Domain 5 is a single coherent idea: a long-running system must stay honest about what it knows and degrade gracefully when it doesn't. Engineer placement against lost-in-the-middle, prefer lossless trimming over lossy summarization, propagate typed errors instead of guessing, annotate provenance and coverage so outputs are auditable, persist durable state in files, sample reviews by risk, and cache the stable prefix to make all of it affordable.

시험 팁

✓When a question describes degraded recall in a long prompt, the answer is to engineer placement — put critical instructions/context at the start and end and restate constraints near the end — not "use a larger context window."
✓Treat "access failure" and "valid empty result" as different outcomes. Any option that returns a default, empty list, or "not found" for a permission/timeout error is wrong; the correct answer uses is_error: true with a typed payload and propagates it.
✓Order optimizations: trim at the source (lossless) first, then delegate verbose discovery to a subagent, then prompt-cache the stable prefix, and only summarize as a last resort. Summarization is lossy and errors compound.
✓Prompt caching prefix order is tools -> system -> messages, matched on the longest exact prefix.

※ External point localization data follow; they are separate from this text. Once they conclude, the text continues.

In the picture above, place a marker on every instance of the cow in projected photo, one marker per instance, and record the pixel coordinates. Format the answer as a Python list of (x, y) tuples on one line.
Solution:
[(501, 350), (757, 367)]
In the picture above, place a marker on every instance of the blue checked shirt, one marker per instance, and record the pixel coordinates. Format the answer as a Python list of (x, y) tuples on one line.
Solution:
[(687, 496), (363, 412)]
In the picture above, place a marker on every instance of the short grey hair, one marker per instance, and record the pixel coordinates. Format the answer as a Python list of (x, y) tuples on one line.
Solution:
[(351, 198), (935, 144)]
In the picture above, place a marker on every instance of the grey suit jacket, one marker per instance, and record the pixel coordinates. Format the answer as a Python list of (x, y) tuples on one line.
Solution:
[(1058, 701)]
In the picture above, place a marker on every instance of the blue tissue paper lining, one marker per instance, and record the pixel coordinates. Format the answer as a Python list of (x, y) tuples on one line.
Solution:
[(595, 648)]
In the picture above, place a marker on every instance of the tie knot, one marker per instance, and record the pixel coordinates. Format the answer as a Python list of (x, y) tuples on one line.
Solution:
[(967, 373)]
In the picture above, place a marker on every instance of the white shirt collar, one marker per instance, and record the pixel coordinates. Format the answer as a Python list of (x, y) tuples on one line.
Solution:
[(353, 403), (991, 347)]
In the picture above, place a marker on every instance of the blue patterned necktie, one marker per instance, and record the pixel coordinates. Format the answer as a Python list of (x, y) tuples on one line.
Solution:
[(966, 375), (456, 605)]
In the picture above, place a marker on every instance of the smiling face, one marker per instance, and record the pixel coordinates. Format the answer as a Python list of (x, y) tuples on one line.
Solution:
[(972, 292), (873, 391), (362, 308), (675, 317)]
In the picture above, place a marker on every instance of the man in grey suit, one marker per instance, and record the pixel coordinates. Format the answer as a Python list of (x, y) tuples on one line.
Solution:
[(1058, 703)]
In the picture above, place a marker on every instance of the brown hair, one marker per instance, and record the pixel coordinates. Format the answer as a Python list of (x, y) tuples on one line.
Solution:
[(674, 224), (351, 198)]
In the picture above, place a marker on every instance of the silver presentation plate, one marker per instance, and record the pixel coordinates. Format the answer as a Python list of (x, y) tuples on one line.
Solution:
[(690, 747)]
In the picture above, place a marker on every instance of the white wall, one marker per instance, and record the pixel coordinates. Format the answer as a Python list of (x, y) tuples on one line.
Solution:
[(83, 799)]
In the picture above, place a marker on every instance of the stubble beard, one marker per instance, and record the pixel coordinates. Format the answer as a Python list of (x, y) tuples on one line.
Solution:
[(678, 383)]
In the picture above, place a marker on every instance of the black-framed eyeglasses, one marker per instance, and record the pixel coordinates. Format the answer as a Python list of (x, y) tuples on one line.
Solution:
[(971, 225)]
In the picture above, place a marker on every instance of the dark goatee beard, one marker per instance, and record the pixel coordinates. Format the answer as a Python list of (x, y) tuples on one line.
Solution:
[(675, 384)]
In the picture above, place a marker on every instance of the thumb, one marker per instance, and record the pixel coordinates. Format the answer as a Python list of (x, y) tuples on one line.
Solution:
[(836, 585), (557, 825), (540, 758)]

Volatile content (timestamps, IDs, the new turn) must go LAST or it invalidates the cache.
✓Reads ~0.1x, writes ~1.25x (5-min) or ~2x (1-hour TTL); below the minimum cacheable length caching silently no-ops. Verify it works by reading cache_read_input_tokens in the usage object.
✓Use blocking (synchronous) human review for high-stakes/irreversible actions and post-hoc stratified sampling for quality/drift monitoring. Run the non-blocking audit via the Message Batches API — never the blocking gate.
✓Provenance (citations/source/timestamp) and coverage (examined vs total, skipped, confidence) belong in the output schema as required fields, not optional prose. Coverage is what makes an empty result trustworthy.
✓Durable state goes in files (scratchpad + JSON snapshot), not the context window, because the window is compacted/reset and not shared across subagent boundaries. Make resume idempotent.

안티패턴

✗"Just use the 200K context window so the model remembers everything." Wrong — recall is U-shaped (lost-in-the-middle); a large window is capacity, not a recall guarantee, and middle content is the least reliable.
✗Swallowing a tool failure and returning a default value or empty result. Wrong — it erases the distinction between "could not access" and "genuinely empty," causing the agent to act confidently on a false premise.
✗Summarizing aggressively to save tokens as the first move. Wrong — summarization is lossy and errors compound across passes; lossless trimming and subagent delegation should come first, with durable facts kept on disk.
✗Putting a timestamp, request ID, or the latest user turn near the top of the prompt to "give the model fresh context." Wrong — volatile content high in the tools->system->messages prefix invalidates the entire prompt cache.
✗Assuming caching is active without checking. Wrong — below the minimum cacheable length it silently no-ops with no error; you must confirm via cache_read_input_tokens. A changing prefix keeps reads at 0.
✗Random-sampling outputs for quality review in a high-volume pipeline. Wrong — random sampling under-represents rare, high-risk cases; use stratified sampling that over-samples risky strata.
✗Using the Message Batches API as a blocking approval gate before a high-stakes action. Wrong — batches are asynchronous and not real-time; high-stakes/irreversible actions need a synchronous human-in-the-loop gate.
✗Storing long-running agent state in the conversation history and expecting it to survive. Wrong — the window is compacted/reset and isolated per subagent; resumable state must be persisted to files (JSON snapshot) with idempotent resume.